Unfortunately many of the points in ‘Performance’ are lacking examples at the moment, but I’ve read examples in other documents that show most of these rules are true.
My favourite parts of 'Performance’ares probably points 4 and 5:
“Don’t assume that complicated code is necessarily faster than simple code”
“Don’t assume that low-level code is necessarily faster than high-level code”
I like them because I see so many people make those assumptions without taking the time to understand why those assumptions aren’t necessarily correct.
(Also #10 “Rely on the static type system” and #11 “Move computation from run time to compile time” are good bits of advice.)
True, I’ve seen people create complicated code that was supposed to be optimized that was eventually slower because of unpredictable memory access which killed the cache. (Recently I’ve been informed there is no cache on Pokitto MCU though!)
I’m interested in Per.17: Declare the most used member of a time-critical struct first now, which is sadly lacking details.
In my raycasting engine I recently started moving a lot of computation to compile time, it helps a lot!
There is indeed no cache on the Pokitto’s MCU, not the Arduboy’s MCU.
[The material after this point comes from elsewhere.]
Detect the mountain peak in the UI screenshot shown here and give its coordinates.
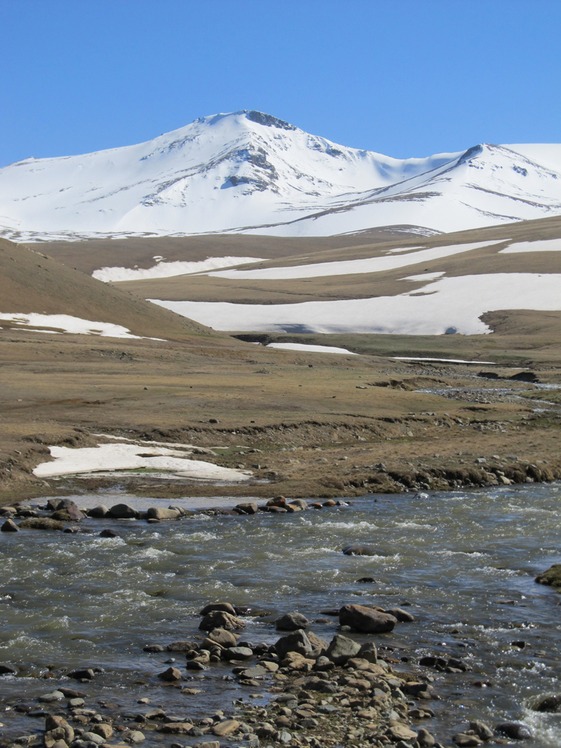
[0,109,561,241]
In fact I think anything small enough to be classed as an ‘MCU’ rather than a ‘CPU’ would probably be without a cache.
There’s more to it than just the cache though.
For example, C++-style std::sort is considered to be generally faster than C-style qsort (reference here and here), thanks to the way templates allow for code to be optimised on a per-type basis,
and if a function object (or lambda) is used in place of a function pointer then the sort function can be inlined and a level of indirection can be elided - something not possible with qsort.
Fortunately I can answer this one.
Members of any class (or struct) are accessed by taking the this pointer (the pointer that points to the first address of the class in memory, possibly word aligned) and offsetting it by a given amount.
Hence more frequently accessed members should be given a smaller offset, and the most frequently accessed member should be at the top, because that requires no offset, just an indirection.
I’ve actually seen this in action when helping @Botisaurus optimise his Arduwars.
By moving the large arrays to later in the structures and the more frequently accessed members towards the start, the progmem usage dropped.
I think it’s possible for a struct to be split across a series of registers if it’s small enough, but it might not be.
There might be language rules that forbid that.